Evaluating the Potential of a Dual Randomized Kaczmarz Solver for Laplacian Linear Systems

TL;DR

This paper evaluates a randomized cycle-based solver for Laplacian systems, compares its performance with other methods, and explores improvements including cycle selection strategies and parallelism potential.

Contribution

It provides experimental evaluation of Kelner et al.'s method, introduces a parallel model, and demonstrates that alternative cycle sets can improve efficiency.

Findings

Choosing non-fundamental cycle sets reduces computational work.

Parallel model reveals potential for increased efficiency.

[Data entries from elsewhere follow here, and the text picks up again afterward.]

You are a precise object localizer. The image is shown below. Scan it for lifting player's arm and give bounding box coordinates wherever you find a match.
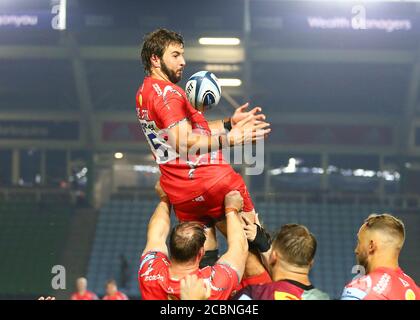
[217,191,248,281]
[142,180,171,255]
[208,103,265,135]
[168,114,271,158]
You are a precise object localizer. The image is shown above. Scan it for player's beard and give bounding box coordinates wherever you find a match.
[160,60,182,83]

Experimental results show improved performance with cycle set modifications.

Abstract

A new method for solving Laplacian linear systems proposed by Kelner et al. involves the random sampling and update of fundamental cycles in a graph. Kelner et al. proved asymptotic bounds on the complexity of this method but did not report experimental results. We seek to both evaluate the performance of this approach and to explore improvements to it in practice. We compare the performance of this method to other Laplacian solvers on a variety of real world graphs. We consider different ways to improve the performance of this method by exploring different ways of choosing the set of cycles and the sequence of updates, with the goal of providing more flexibility and potential parallelism. We propose a parallel model of the Kelner et al. method, for evaluating potential parallelism in terms of the span of edges updated at each iteration. We provide experimental results comparing the potential parallelism of the fundamental cycle basis and our extended cycle set. Our preliminary experiments show that choosing a non-fundamental set of cycles can save significant work compared to a fundamental cycle basis.